The logic inside of my exec() function is different than that of
FILTERFROMFILE.java, but the rest of my class differs very little except
for the fact that I have two parameters. The other difference and what
causes my FilterFunc implementation to fail is the Override of
getArgToFuncMapping(). I don't really need that, so I've commented it
out and everything works fine now. I'm not sure why the Override was a
problem however.
/* (non-Javadoc)
* @see org.apache.pig.EvalFunc#getArgToFuncMapping()
* This is needed to make sure that both bytearrays and chararrays can
be passed as arguments
*/
@Override
public List<FuncSpec> getArgToFuncMapping() throws FrontendException {
List<FuncSpec> funcList = new ArrayList<FuncSpec>();
funcList.add(new FuncSpec(this.getClass().getName(), new
Schema(new Schema.FieldSchema(null, DataType.CHARARRAY))));
return funcList;
}
-Sean
Alan Gates wrote:
Can you include the load function from your script to show how you're
using it?
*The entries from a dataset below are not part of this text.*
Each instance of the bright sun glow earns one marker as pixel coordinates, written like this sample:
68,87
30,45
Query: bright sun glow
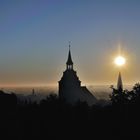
119,60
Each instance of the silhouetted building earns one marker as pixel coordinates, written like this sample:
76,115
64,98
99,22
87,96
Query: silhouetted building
120,83
70,88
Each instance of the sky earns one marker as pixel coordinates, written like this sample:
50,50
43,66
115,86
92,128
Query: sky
34,36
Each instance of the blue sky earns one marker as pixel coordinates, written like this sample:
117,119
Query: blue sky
34,37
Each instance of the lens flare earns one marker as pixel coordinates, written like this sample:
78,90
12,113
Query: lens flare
119,61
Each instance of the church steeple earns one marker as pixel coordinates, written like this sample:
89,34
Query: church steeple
120,84
69,62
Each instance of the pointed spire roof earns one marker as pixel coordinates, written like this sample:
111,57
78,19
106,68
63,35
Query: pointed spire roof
69,61
120,84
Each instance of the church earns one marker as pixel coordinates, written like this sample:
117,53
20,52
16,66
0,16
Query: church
70,88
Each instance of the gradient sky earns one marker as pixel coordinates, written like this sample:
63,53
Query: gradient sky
34,37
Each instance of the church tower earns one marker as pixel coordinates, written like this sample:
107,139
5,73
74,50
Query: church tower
70,88
69,63
120,83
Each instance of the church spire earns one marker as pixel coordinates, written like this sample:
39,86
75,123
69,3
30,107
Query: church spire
120,84
69,62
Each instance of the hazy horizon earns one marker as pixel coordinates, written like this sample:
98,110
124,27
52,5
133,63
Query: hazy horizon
35,34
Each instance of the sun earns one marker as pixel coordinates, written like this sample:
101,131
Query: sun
120,61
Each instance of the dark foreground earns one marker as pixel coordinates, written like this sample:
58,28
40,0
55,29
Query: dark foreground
54,119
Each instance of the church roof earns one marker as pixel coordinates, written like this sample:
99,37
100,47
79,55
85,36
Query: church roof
69,61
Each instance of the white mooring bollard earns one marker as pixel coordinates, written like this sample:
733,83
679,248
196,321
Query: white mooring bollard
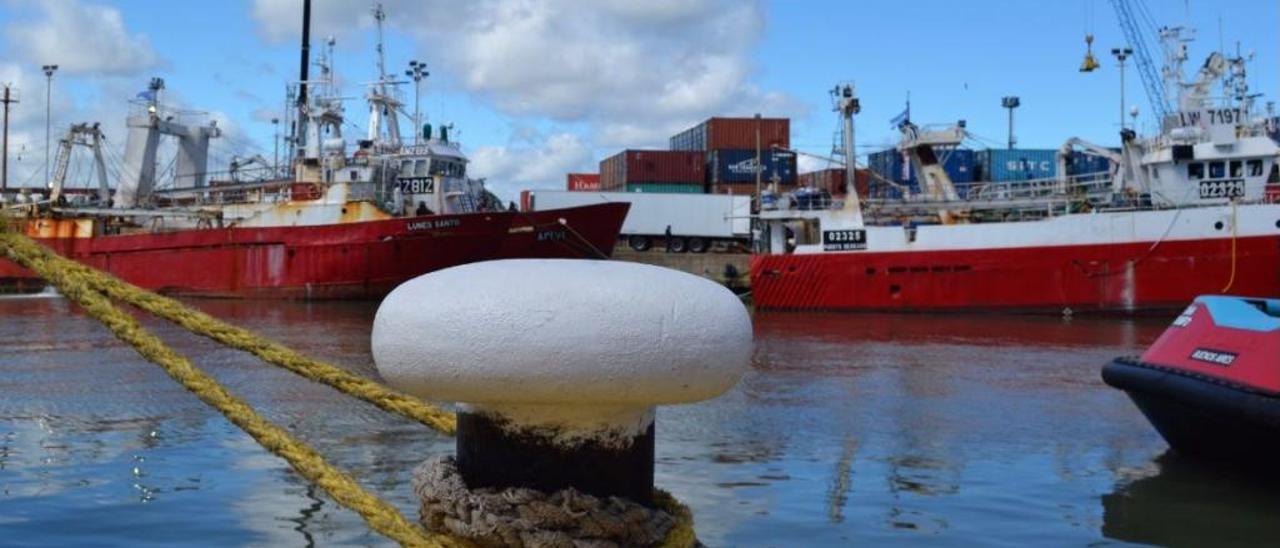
557,364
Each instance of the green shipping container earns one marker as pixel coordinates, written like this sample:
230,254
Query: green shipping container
670,188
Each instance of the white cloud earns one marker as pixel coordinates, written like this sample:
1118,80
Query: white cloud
538,161
630,73
81,39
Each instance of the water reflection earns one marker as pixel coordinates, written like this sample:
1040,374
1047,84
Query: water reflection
1189,503
848,429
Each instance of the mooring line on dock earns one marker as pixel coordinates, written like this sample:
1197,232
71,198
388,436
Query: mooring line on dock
94,291
240,338
379,515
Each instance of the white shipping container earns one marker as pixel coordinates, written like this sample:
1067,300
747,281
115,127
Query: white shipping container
720,217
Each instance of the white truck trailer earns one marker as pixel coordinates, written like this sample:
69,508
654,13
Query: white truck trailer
696,223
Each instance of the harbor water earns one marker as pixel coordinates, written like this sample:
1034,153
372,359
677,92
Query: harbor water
848,429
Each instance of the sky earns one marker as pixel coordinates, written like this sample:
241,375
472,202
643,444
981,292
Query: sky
536,88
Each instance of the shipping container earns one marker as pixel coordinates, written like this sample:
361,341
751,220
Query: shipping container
886,163
735,133
671,188
652,167
718,218
960,164
1084,163
833,181
1016,164
739,167
746,188
579,182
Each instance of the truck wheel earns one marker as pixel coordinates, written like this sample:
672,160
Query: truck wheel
639,242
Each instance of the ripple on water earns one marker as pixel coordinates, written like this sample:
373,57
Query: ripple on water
849,429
One issue is that you cannot define constructor arguments
for your load function in DEFINE, you have to do it in LOAD, USING
X(args go here). Also, the load function is called on the user's box
with arguments passed to it in the USING clause. It is then
serialized and passed to the hadoop machines, where it is
deserialized. At this point the default constructor is called
(because that's how Java deserializes objects). So if those
constructor arguments are needed on the backend they need to be cached
when the function is constructed on the front end. So you may need to
add logic to explicitly store the filename so it's available at run time.
Alan.
On Apr 20, 2009, at 2:27 PM, Sean Timm wrote:
PIG-546 indicates that it is now possible to pass arguments into a
custom UDF filter function via a parameterized constructor. I'm
using a TRUNK build from April 1 (svn rev. 761067) which appears to
have the patch applied, but I'm getting the same errors that the
patch describes. Should this work? Is there a better way to pass
parameters/configuration into a UDF filter function?
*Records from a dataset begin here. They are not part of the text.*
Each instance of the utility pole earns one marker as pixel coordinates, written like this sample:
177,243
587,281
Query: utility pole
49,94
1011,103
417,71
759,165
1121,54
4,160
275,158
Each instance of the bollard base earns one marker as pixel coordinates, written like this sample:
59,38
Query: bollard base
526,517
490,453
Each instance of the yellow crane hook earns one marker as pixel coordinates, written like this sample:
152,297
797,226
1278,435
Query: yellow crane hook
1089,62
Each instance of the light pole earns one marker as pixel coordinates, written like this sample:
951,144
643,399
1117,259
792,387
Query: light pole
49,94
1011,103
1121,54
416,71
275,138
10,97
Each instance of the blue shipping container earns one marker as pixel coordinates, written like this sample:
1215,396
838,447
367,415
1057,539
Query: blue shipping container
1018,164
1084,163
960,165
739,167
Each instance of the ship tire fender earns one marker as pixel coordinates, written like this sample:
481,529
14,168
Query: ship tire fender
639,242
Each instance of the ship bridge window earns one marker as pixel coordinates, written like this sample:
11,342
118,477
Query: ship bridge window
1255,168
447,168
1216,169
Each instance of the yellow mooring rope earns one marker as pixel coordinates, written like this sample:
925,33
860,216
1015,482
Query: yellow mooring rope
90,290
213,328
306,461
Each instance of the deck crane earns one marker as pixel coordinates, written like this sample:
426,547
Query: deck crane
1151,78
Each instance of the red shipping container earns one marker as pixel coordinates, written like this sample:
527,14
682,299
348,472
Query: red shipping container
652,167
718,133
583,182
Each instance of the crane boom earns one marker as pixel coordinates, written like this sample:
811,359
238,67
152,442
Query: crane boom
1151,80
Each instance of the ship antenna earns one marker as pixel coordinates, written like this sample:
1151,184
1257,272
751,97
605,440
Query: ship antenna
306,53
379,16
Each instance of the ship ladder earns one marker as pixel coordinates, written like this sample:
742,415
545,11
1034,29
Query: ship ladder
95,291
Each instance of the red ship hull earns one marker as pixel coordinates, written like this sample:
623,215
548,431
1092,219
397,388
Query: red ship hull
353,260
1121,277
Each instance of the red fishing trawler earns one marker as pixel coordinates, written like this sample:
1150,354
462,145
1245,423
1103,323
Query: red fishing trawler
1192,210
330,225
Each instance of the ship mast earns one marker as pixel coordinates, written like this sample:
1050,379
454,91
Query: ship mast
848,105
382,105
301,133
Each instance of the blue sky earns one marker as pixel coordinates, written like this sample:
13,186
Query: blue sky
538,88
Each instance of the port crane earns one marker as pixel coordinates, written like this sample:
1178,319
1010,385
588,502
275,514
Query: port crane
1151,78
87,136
The parameterized constructor is called 3 times, followed by the
default constructor being called 4 times.
On the Hadoop backend:
2009-04-20 17:11:29,935 ERROR com.aol.search.pig.udf.ValidateQuery:
default constructor
2009-04-20 17:11:30,034 WARN org.apache.hadoop.mapred.TaskTracker:
Error running child
java.lang.IllegalArgumentException: Can not create a Path from a null
string
at org.apache.hadoop.fs.Path.checkPathArg(Path.java:78)
at org.apache.hadoop.fs.Path.<init>(Path.java:90)
at
com.aol.search.pig.udf.ValidateQuery.loadList(ValidateQuery.java:74)
at com.aol.search.pig.udf.ValidateQuery.init(ValidateQuery.java:66)
at com.aol.search.pig.udf.ValidateQuery.exec(ValidateQuery.java:91)
at com.aol.search.pig.udf.ValidateQuery.exec(ValidateQuery.java:35)
at
org.apache.pig.backend.hadoop.executionengine.physicalLayer.expressionOperators.POUserFunc.getNext(POUserFunc.java:201)
at
org.apache.pig.backend.hadoop.executionengine.physicalLayer.expressionOperators.POUserFunc.getNext(POUserFunc.java:251)
at
org.apache.pig.backend.hadoop.executionengine.physicalLayer.relationalOperators.POFilter.getNext(POFilter.java:148)
at
org.apache.pig.backend.hadoop.executionengine.mapReduceLayer.PigMapBase.runPipeline(PigMapBase.java:217)
at
org.apache.pig.backend.hadoop.executionengine.mapReduceLayer.PigMapBase.map(PigMapBase.java:208)
at
org.apache.pig.backend.hadoop.executionengine.mapReduceLayer.PigMapOnly$Map.map(PigMapOnly.java:65)
at org.apache.hadoop.mapred.MapRunner.run(MapRunner.java:47)
at org.apache.hadoop.mapred.MapTask.run(MapTask.java:227)
at
org.apache.hadoop.mapred.TaskTracker$Child.main(TaskTracker.java:2207)
Thanks,
Sean